Il a en tête un dernier conseil du cinéaste Amer Khatib, qui a choisi avec soin son coin de dune : « Chacun porte son univers dans son cœur. Gauthier, si tu es heureux dans ta tête, alors ton campement sera celui du bonheur. Aie confiance en toi et tout ira bien ».

Une totale autarcie l’attend, vivant sur ses provisions – riz et dattes constituant son ordinaire – et des bidons d’eau. Sur l’île, au moins disposait-il de noix de coco. Slooki lui rend bien service dans ses excursions parfois aventureuses : « Ne connaissant rien au labyrinthe qui m’entoure, je m’en remets à la chienne pour savoir quelle direction prendre ». Ici, pas de frontières. Non sans ironie, il a baptisé une immense dune qui lui fait face du nom d’Everest.

« A la solitude s’ajoute l’isolement d’une vie érémitique. Y suis-je préparé ? (…) Etre occupé rassure et évite de penser. » Gauthier Toulemonde a pour tâches principales de partager son expérience notamment auprès d’enfants, via le site de l’Adphile, une association rattachée à La Poste, ainsi qu’auprès des lecteurs de Timbres magazine et du site Lemonde.fr avec lesquels il partage son expérience de télétravailleur de l’extrême en rédigeant quelques articles. Il n’échappe pas à la comptabilité et aux prévisions de trésorerie de son groupe… Lui tiennent compagnie Homère – « Hélas ! En quelle terre encore ai-je échoué ? » –, Schopenhauer, Kipling, Montaigne, Hergé…

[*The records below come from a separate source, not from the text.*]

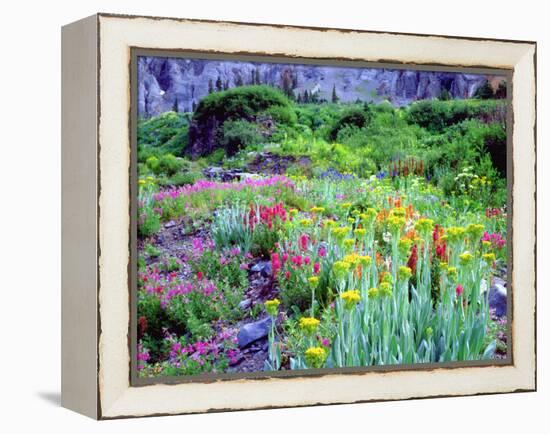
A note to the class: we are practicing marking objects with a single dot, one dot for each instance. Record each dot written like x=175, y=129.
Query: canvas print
x=295, y=217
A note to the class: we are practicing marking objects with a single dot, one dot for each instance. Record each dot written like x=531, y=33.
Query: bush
x=167, y=131
x=436, y=115
x=355, y=117
x=242, y=102
x=238, y=134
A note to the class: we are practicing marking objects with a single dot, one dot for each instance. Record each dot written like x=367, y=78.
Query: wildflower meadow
x=320, y=234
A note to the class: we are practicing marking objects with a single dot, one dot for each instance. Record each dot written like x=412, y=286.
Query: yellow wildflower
x=365, y=260
x=455, y=234
x=424, y=226
x=309, y=325
x=465, y=258
x=272, y=306
x=315, y=357
x=313, y=280
x=340, y=268
x=351, y=298
x=360, y=233
x=404, y=273
x=489, y=258
x=386, y=289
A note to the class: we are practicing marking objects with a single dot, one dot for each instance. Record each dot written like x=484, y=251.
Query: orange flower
x=409, y=211
x=382, y=215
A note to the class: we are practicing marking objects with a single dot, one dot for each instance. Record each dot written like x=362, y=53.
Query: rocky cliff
x=167, y=83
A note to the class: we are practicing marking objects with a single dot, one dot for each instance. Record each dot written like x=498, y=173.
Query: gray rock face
x=165, y=84
x=262, y=267
x=498, y=299
x=253, y=331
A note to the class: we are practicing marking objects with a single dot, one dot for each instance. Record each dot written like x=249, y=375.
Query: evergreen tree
x=334, y=96
x=286, y=84
x=445, y=95
x=485, y=91
x=501, y=90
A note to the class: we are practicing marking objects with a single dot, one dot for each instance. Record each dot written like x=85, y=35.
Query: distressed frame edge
x=79, y=183
x=529, y=386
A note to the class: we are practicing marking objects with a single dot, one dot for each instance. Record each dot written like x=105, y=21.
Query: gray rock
x=245, y=304
x=498, y=300
x=253, y=331
x=167, y=82
x=262, y=267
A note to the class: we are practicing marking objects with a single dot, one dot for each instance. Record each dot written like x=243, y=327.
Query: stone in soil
x=253, y=331
x=262, y=267
x=498, y=300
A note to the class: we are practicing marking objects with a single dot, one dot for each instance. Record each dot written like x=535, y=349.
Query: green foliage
x=355, y=117
x=437, y=115
x=237, y=103
x=238, y=134
x=164, y=133
x=485, y=91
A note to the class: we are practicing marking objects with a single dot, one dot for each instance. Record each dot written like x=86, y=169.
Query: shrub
x=238, y=134
x=436, y=115
x=355, y=117
x=242, y=102
x=167, y=131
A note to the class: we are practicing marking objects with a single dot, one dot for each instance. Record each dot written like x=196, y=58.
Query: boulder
x=253, y=331
x=262, y=267
x=498, y=300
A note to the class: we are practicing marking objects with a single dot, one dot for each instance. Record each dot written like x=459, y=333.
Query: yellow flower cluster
x=365, y=260
x=272, y=306
x=465, y=258
x=349, y=243
x=404, y=246
x=368, y=217
x=315, y=357
x=313, y=281
x=452, y=272
x=340, y=268
x=309, y=325
x=386, y=289
x=404, y=273
x=455, y=234
x=475, y=231
x=329, y=223
x=352, y=259
x=424, y=226
x=351, y=298
x=340, y=232
x=360, y=233
x=395, y=224
x=306, y=222
x=398, y=212
x=489, y=258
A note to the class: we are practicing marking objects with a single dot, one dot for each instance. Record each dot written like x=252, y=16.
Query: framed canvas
x=262, y=216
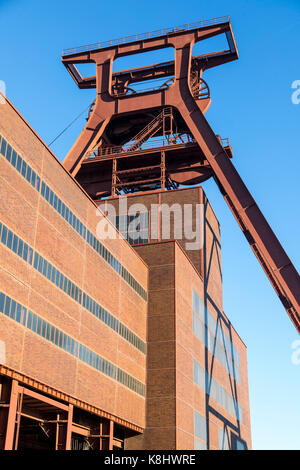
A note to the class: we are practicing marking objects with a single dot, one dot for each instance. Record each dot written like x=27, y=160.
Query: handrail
x=148, y=35
x=155, y=142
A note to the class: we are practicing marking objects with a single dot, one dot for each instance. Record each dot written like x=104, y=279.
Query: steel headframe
x=271, y=255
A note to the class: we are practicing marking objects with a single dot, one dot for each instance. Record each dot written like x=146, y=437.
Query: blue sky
x=251, y=104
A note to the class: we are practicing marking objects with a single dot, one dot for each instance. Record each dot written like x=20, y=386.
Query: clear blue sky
x=251, y=105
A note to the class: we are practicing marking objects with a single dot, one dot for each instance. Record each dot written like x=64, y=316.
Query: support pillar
x=11, y=419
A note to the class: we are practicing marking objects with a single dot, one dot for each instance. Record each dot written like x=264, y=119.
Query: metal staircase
x=149, y=131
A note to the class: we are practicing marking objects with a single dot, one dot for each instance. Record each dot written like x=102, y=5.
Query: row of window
x=217, y=392
x=14, y=243
x=19, y=164
x=49, y=271
x=77, y=225
x=30, y=175
x=38, y=325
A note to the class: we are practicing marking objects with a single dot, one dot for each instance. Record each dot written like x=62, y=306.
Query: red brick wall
x=27, y=214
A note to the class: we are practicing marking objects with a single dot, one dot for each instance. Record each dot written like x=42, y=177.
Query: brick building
x=106, y=344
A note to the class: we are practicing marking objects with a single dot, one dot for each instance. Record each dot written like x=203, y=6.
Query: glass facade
x=217, y=342
x=133, y=227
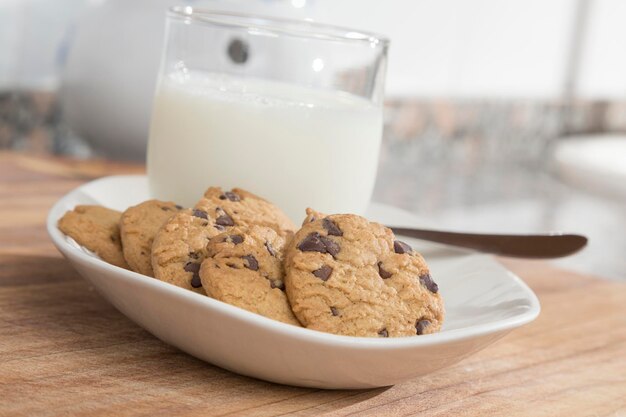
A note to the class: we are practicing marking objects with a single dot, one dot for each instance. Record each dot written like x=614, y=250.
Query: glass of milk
x=289, y=110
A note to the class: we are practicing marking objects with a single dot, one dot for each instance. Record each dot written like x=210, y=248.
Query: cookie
x=244, y=268
x=138, y=226
x=312, y=215
x=349, y=276
x=97, y=229
x=242, y=208
x=180, y=245
x=179, y=248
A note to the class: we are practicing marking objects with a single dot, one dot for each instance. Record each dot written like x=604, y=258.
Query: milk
x=295, y=146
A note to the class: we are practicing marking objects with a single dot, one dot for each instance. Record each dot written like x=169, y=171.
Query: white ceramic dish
x=483, y=300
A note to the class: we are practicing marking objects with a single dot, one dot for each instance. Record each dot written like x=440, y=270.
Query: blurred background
x=501, y=115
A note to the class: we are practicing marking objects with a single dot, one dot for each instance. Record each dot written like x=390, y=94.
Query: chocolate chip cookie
x=349, y=276
x=97, y=229
x=179, y=248
x=244, y=268
x=138, y=226
x=242, y=208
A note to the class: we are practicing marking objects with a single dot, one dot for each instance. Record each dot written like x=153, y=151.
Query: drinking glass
x=289, y=110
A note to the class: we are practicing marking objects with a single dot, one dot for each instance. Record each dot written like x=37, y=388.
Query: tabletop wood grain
x=65, y=351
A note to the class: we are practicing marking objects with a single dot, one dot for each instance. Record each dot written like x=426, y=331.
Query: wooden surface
x=65, y=351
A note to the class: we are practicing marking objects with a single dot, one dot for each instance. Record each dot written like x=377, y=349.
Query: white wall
x=603, y=69
x=465, y=47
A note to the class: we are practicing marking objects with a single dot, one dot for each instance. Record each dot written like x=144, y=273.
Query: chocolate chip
x=428, y=282
x=277, y=283
x=192, y=267
x=331, y=227
x=252, y=263
x=316, y=243
x=323, y=273
x=401, y=247
x=270, y=248
x=383, y=274
x=236, y=239
x=421, y=325
x=200, y=213
x=224, y=220
x=312, y=243
x=230, y=195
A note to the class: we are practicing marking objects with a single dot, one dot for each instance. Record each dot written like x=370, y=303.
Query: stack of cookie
x=340, y=273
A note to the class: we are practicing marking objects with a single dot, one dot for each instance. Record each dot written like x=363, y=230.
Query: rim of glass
x=275, y=25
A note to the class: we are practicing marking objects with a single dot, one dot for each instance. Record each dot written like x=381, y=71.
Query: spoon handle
x=522, y=246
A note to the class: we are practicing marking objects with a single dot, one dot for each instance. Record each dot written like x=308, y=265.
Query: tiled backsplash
x=467, y=131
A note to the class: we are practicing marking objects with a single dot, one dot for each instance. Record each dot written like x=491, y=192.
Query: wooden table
x=65, y=351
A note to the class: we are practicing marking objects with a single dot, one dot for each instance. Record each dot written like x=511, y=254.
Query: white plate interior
x=483, y=300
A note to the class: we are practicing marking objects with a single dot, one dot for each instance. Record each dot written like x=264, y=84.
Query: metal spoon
x=552, y=245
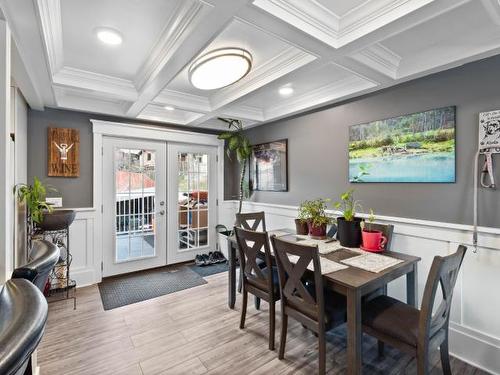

L’aventure de Gauthier vit ses derniers jours : « Partir dans des terres inconnues, s’accorder une pause, se soustraire aux vibrations nocives de notre époque, à la foule, est une échappatoire. Une fuite en quelque sorte, mais n’est-elle pas un art qui peut être pratiqué avec talent ? »

Pour sa part, François Cheng explique (L’un vers l’autre. En voyage avec Victor Segalen, Albin Michel, 2008) que « tout vrai voyage est la transmutation d’un voyage qu’on a déjà fait en soi, un soi qui cherche à se transcender en vue d’un dépassement, d’une réconciliation »… Ou d’une « précieuse harmonie intérieure », sur laquelle conclut Gauthier Toulemonde.

« De l’Ile déserte à la mer de sable. Un aventurier entre chien et chat », de Gauthier Toulemonde. Editions F. Deville, 210 pages, 20 euros.

« De l’Ile déserte à la mer de sable. Un aventurier entre chien et chat », de Gauthier Toulemonde. Editions F. Deville, 210 pages, 20 euros.